KCCK-FM
- Cedar Rapids, Iowa; United States;
- Frequency: 88.3 MHz (HD Radio)
- Branding: Jazz 88.3

Programming
- Format: Jazz
- Affiliations: Public Radio International

Ownership
- Owner: Kirkwood Community College

History
- First air date: September 22, 1972

Technical information
- Facility ID: 34954
- Class: C3
- ERP: 10,000 watts
- HAAT: 128.0 meters
- Transmitter coordinates: 41°54′33″N 91°39′17″W﻿ / ﻿41.90917°N 91.65472°W

Links
- Website: kcck.org

= KCCK-FM =

KCCK-FM is a public radio station licensed to Kirkwood Community College in Cedar Rapids-Iowa City, Iowa.
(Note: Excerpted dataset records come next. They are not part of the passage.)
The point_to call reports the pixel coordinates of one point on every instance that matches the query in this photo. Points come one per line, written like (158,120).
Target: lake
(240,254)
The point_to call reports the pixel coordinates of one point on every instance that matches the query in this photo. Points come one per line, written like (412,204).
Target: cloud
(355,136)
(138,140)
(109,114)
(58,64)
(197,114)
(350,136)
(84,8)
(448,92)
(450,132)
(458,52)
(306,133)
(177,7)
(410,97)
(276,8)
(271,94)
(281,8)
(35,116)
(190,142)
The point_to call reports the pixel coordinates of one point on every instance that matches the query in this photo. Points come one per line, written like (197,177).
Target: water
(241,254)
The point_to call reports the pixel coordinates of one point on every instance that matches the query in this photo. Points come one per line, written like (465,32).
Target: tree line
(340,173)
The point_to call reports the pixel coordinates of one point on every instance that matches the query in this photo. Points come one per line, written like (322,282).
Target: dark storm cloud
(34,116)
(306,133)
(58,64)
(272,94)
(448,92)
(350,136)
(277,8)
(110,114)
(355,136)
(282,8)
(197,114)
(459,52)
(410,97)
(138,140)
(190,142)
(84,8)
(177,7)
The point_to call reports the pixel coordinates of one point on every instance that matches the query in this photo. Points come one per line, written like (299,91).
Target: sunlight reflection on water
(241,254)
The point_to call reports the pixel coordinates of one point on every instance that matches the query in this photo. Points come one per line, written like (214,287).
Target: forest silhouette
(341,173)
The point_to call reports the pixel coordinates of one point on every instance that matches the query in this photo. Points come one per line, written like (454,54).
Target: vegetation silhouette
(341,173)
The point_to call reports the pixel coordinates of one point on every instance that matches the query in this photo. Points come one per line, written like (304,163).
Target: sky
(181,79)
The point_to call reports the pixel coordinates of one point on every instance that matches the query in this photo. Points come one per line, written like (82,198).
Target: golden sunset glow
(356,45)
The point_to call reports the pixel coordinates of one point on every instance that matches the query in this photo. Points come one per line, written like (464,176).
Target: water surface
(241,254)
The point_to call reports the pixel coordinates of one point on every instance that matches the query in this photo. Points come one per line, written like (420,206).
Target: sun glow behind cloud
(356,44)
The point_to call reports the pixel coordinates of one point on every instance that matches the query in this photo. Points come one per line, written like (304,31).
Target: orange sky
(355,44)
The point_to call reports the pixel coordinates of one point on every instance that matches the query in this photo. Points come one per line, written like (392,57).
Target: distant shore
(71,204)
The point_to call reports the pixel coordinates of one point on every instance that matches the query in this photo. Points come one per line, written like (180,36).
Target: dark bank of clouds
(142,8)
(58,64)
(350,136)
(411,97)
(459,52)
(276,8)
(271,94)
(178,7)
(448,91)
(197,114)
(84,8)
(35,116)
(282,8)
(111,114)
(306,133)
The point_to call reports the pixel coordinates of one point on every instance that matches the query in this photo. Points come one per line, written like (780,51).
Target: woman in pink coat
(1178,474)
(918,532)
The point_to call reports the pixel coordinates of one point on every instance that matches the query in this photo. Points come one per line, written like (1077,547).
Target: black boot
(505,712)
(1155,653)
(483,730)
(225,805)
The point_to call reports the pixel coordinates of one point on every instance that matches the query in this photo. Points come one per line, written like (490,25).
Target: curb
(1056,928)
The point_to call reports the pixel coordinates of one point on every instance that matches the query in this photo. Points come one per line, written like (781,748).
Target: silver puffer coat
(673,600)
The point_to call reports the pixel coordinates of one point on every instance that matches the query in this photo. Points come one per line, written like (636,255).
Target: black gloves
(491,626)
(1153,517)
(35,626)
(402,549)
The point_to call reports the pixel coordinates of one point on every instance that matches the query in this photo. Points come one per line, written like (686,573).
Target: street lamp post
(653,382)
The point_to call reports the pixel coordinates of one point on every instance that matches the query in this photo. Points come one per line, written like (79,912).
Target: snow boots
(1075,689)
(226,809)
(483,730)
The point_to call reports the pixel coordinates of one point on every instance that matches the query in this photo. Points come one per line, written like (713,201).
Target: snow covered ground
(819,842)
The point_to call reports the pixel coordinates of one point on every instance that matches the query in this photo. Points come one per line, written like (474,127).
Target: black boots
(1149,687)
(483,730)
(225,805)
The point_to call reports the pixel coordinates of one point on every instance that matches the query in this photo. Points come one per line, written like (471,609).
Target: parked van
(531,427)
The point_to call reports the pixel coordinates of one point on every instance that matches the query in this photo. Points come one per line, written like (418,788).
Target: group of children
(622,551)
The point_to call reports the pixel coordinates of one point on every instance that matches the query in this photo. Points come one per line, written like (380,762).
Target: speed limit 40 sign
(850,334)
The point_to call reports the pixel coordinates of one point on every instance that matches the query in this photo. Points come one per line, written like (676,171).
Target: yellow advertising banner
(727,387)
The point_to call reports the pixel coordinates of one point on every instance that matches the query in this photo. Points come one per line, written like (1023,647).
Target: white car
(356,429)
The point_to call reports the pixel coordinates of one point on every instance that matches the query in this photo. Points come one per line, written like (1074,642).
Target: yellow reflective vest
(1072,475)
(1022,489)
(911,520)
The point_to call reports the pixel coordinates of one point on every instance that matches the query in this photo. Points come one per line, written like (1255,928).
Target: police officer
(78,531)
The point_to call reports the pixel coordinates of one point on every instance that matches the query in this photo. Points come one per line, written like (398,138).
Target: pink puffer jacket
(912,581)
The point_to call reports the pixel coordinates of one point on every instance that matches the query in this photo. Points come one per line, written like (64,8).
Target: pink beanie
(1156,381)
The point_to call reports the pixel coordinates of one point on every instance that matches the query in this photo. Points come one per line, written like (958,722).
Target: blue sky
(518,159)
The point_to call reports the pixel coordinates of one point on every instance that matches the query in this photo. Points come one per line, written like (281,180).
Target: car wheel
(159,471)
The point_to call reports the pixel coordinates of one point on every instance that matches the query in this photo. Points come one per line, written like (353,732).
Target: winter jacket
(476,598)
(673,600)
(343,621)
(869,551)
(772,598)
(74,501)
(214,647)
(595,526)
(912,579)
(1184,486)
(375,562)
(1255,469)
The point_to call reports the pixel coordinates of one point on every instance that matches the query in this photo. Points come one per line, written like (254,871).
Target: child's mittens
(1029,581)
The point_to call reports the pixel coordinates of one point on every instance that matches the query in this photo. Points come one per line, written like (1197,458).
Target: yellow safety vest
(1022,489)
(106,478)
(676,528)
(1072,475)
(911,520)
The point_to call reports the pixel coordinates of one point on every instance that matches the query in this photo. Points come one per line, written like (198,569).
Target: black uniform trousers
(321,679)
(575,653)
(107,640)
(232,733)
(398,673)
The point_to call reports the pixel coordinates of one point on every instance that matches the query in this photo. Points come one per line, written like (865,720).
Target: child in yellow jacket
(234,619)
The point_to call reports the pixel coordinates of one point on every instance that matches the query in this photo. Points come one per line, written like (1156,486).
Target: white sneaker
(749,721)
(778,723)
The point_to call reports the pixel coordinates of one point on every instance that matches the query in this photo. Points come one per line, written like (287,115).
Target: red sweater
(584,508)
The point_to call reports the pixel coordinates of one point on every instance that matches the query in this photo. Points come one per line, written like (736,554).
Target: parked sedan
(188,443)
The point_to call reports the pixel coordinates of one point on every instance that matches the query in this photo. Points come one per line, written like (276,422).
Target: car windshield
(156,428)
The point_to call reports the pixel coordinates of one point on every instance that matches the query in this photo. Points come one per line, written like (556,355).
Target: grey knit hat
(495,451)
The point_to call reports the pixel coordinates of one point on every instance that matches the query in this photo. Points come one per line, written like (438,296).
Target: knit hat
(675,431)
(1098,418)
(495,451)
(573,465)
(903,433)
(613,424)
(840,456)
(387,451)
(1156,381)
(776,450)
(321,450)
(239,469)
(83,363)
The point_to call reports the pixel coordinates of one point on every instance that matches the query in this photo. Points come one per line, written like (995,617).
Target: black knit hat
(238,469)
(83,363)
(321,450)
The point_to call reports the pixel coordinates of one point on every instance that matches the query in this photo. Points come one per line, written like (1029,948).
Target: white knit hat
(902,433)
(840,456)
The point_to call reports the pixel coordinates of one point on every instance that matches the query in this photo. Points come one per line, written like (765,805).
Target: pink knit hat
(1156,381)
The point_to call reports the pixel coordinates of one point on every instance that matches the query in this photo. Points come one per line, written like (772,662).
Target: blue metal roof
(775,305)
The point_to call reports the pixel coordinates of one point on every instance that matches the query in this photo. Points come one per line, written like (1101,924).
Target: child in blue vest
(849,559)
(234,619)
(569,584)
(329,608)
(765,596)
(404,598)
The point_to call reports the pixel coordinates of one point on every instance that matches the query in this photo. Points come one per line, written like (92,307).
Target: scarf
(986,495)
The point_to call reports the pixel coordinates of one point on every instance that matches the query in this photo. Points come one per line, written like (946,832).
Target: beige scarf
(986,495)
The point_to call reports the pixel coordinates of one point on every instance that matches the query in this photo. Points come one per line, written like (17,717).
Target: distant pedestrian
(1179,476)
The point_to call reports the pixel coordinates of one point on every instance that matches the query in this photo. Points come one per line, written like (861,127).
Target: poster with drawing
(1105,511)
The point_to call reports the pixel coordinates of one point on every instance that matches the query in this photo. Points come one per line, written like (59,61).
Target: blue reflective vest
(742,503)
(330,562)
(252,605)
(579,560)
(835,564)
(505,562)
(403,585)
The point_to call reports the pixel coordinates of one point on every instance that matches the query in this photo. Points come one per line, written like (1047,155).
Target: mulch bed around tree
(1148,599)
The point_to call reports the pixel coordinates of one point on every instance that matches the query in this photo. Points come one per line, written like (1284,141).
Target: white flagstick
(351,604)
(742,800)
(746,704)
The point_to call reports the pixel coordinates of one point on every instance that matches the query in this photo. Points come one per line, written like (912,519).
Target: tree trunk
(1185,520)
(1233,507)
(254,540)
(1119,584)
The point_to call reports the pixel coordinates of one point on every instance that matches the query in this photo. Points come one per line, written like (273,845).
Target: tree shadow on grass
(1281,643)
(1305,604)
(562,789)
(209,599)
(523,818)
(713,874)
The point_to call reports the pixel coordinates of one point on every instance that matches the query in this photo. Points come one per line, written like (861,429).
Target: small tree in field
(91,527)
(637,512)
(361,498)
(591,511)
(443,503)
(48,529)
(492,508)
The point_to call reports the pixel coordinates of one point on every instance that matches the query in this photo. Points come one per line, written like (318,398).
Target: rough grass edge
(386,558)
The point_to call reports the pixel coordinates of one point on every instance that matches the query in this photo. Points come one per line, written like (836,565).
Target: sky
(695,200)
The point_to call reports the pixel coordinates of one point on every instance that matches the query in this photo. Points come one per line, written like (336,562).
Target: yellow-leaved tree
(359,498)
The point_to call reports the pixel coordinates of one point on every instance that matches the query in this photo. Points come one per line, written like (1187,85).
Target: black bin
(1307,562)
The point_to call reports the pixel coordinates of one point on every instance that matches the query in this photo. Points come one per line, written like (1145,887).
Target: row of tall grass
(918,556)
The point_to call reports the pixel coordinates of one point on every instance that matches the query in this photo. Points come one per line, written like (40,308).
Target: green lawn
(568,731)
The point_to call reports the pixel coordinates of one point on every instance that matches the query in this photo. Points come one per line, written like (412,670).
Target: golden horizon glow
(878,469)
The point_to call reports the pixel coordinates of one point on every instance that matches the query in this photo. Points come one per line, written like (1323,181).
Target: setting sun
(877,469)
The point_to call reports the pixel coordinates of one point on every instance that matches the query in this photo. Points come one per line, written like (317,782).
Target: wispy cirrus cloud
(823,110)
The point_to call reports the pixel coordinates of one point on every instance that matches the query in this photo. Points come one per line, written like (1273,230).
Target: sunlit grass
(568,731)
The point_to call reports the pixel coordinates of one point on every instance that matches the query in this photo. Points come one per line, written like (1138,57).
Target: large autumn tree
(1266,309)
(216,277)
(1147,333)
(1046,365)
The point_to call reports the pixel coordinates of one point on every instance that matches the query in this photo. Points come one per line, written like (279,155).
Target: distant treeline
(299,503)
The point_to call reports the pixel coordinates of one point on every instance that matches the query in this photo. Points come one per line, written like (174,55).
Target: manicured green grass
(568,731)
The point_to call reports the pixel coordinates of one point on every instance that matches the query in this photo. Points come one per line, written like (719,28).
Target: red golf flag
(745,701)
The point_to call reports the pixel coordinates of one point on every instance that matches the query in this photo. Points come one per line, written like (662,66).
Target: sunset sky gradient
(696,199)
KCCK is Iowa's only jazz radio station.

KCCK-FM broadcasts in HD.

==History==
KCCK started out as a 1972 project in an electronics class at Kirkwood Community College. The same year a license was granted and the station broadcast, albeit sporadically for the first 3 years. In 1975, KUNI donated its 1945 transmitter to KCCK and KCCK built a larger tower.

==Broadcasting==
Jazz, Blues, news and informational programming from American Public Media, besides 12 hours of blues and nine hours of new age/ambient, Native American and Celtic music per week.